В её голове крутились мысли одного рода – быстрей бы всё закончилось, пусть даже смертью.
Ведь она не раз слышала в Соколовске, что за стенами жизни нет, есть определённые маршруты от крепости к крепости для грузовых перевозок, что вдали друг от друга разбросаны укреплённые небольшие поселения с ещё более суровыми законами. Что на остальной территории никого нет. Что на большей части земли – ядерная зима. Ходили байки, что там и вовсе бродят мутанты и бешеное зверьё, хотя такие байки рассказывали в основном старики в чайных, которые с начала новой эры в лучшем случае на обзорном этаже бывали. В основном всё это, за исключением баек про мутантов, рассказывали люди, мало имеющие отношение к военным или бывшие за пределами крепости всего пару раз. Сами же военные мало что говорили, хотя многие были и не прочь рассказать свою байку, чтобы привлечь к себе – герою, побольше внимания и уважения.

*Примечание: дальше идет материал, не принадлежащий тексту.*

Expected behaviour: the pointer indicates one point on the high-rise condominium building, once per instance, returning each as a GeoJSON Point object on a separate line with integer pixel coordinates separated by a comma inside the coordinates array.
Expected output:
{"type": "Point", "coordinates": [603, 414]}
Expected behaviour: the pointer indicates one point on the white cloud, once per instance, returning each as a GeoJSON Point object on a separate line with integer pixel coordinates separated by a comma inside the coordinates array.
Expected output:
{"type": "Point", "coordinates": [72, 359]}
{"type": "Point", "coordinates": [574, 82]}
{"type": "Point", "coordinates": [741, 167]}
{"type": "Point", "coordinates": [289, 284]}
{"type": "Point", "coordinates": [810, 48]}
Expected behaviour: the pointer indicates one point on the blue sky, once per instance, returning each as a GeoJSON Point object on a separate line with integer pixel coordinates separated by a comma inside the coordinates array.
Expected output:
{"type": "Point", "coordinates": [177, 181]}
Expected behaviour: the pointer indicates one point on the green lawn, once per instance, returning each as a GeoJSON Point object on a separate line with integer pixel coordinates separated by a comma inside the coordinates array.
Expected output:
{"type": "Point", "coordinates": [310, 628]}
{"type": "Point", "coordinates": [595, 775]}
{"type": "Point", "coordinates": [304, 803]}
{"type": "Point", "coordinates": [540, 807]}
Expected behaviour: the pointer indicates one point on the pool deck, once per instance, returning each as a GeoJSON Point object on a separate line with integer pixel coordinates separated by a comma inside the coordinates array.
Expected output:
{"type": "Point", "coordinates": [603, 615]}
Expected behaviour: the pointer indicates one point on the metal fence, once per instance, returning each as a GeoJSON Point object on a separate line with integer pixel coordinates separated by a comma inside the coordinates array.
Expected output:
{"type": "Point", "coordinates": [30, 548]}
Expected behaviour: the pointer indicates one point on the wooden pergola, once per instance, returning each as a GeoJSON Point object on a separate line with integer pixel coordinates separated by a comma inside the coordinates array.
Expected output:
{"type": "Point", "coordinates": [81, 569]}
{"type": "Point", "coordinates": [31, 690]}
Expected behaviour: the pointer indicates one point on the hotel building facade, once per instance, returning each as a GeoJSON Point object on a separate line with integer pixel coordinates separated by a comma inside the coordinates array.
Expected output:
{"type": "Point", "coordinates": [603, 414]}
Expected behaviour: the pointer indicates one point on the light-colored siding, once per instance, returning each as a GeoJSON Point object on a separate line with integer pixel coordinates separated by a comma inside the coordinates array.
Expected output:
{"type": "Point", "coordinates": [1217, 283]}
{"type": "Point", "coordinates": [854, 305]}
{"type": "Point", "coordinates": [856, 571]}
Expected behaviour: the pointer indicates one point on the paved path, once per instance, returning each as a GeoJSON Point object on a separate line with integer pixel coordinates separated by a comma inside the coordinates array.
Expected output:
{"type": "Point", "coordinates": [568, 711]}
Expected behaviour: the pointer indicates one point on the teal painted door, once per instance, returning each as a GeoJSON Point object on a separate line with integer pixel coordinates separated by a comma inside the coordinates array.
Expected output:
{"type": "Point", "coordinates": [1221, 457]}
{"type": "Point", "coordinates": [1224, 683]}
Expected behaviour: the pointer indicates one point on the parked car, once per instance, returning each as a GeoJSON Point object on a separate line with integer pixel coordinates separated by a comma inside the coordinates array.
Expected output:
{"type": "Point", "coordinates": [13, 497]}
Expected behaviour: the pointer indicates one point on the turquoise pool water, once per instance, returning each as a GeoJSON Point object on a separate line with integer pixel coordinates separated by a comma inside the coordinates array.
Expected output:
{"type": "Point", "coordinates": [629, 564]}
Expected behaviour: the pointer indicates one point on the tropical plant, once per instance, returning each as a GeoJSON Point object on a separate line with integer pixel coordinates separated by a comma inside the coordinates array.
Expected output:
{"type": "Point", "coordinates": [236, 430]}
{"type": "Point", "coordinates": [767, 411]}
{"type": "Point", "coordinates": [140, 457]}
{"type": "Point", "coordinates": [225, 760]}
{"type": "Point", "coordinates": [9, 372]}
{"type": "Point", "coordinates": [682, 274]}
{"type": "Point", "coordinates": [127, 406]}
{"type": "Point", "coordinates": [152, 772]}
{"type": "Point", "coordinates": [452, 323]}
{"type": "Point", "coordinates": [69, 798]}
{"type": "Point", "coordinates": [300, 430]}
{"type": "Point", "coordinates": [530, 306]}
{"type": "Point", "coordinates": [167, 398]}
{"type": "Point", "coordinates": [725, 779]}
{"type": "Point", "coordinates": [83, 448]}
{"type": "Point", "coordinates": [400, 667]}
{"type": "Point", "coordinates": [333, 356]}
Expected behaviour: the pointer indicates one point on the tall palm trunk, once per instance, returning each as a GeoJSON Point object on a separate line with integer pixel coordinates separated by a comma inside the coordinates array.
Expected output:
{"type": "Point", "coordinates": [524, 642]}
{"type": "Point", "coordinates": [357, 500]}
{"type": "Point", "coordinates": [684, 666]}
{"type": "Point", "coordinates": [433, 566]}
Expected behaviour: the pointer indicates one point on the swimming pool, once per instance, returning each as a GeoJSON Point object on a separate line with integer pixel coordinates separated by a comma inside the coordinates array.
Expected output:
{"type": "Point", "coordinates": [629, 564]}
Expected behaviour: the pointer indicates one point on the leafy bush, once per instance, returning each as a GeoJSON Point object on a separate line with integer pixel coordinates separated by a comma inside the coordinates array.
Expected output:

Что из всего услышанного ранее правда, а что нет, Кира не знала. И что в паре кварталов отсюда – давно брошенные и безжизненные территории или чертоги кромешного ада, наполненного психами, жрущими друг друга, этого ей тоже не было известно. Ей уже было всё равно.
Она не заметила, как в проход проползли сумерки, и снаружи всё погрузилось в синеватую дымку.
В зале послышались шаги, затем дверь на кухню тихонько открылась. В тёмном проходе позади Киры показался свет диодного фонаря. В помещение вошли трое солдат в военных бронежилетах, касках и щитках, словом, в полной боевой экипировке. Кира не обращала на них никакого внимания. Один из бойцов подошёл к ней, присел, взглянул на наколку.
– Сегодня, – басовитым голосом сказал он и отошёл.
Другой, стоящий подальше, что-то пробубнил и усмехнулся.
Они проверили второй тёмный проход, ведущий в холодильную камеру.
– Сектор семь двенадцатого пути проверен, чисто. Продолжаем патрулирование, – передал один из них по рации. Рация что-то невнятно прохрипела.
Бойцы вышли тем же путём, что и вошли, будто тут никого и не было. Нельзя сказать, что Кира их совсем не заметила, просто их появление было ей безразлично. Странное чувство окутала её, солдаты не обратили на неё особого внимания, ничего ей не сказали, а по рации передали: «Чисто» – то есть никого. Странно. Она приподняла голову, огляделась, пошевелила пальцами на руках – жива.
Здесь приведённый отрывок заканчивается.